1984 anti-Hillary Clinton ad creator admits role.

The creator of an online advert that parodies Apple's seminal 1984 Super Bowl advert has revealed his identity, and promptly lost his job.

The advert used footage from film director Ridley Scott's famous TV commercial based on George Orwell's Nineteen Eighty-Four, which launched Apple during the 1984 Super Bowl. 

The new version uses much of the same footage, substituting Big Brother with Hillary Clinton.

The spoof advert, which ends with a link to the campaign website of Democratic presidential contender Barack Obama, went up on YouTube over the weekend and has already had over 400,000 viewings. 

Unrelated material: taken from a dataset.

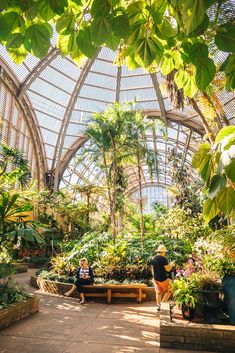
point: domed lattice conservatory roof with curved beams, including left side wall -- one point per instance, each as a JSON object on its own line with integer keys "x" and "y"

Obama, who has vowed to run a clean campaign, has confirmed that his staff had nothing to do with the video.

Speculation has been mounting as to the identity of the author, YouTube member 'ParkRidge47'. (Hillary Clinton was born in Park Ridge, Illinois in 1947.)

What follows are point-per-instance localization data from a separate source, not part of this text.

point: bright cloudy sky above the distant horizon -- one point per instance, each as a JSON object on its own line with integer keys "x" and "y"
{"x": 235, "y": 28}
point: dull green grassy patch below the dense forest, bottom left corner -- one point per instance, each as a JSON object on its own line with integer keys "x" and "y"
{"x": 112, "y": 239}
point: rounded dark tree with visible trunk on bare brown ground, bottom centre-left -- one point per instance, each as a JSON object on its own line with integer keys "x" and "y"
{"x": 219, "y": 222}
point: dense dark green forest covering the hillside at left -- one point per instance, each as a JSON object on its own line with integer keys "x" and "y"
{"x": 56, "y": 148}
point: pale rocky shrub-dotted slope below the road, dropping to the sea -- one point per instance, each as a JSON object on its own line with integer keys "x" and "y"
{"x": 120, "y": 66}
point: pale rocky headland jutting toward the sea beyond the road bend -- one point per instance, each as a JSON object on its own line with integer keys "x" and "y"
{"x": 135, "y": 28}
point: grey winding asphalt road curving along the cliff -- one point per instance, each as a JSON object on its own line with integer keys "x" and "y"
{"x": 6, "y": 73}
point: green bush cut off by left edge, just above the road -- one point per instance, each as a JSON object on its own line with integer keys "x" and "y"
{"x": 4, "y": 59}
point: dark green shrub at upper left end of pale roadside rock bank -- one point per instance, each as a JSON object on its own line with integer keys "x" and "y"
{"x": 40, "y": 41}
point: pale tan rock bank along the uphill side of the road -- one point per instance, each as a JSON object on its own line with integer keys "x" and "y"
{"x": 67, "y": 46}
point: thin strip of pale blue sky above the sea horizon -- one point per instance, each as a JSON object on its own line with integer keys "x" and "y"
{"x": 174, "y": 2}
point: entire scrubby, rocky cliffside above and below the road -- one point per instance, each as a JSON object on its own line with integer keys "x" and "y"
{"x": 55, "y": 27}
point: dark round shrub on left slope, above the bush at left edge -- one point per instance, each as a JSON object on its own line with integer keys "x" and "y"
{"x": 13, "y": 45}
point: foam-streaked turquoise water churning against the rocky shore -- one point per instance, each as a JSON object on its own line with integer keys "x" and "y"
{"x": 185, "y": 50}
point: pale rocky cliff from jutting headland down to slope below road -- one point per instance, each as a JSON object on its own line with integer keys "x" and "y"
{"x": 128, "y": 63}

Some thought it was an attempt by Republicans to discredit both Democratic front runners, while others saw it as a way for Obama to run attack adverts without besmirching his reputation.

Last night political blog Huffington Post carried the answer. The work belonged to Phil de Vellis, who works for IT consultancy Blue State Digital. 

"I did it. And I'm proud of it. The campaigns had no idea who made it. Not the Obama campaign, not the Clinton campaign, nor any other campaign," de Vellis wrote in a blog entry.

"I made the ad on a Sunday afternoon in my apartment using my personal equipment [a Mac and some software], uploaded it to YouTube, and sent links around to blogs.

"This ad was not the first citizen ad, and it will not be the last. The game has changed."

De Vellis added that his company had no idea that he was the author, but that he has since resigned to avoid any embarrassment to his employers.

However, several political consultants are expected to compete for his services in the future as the advert has caused a storm in the US and proved more watchable than any professionally prepared video messages.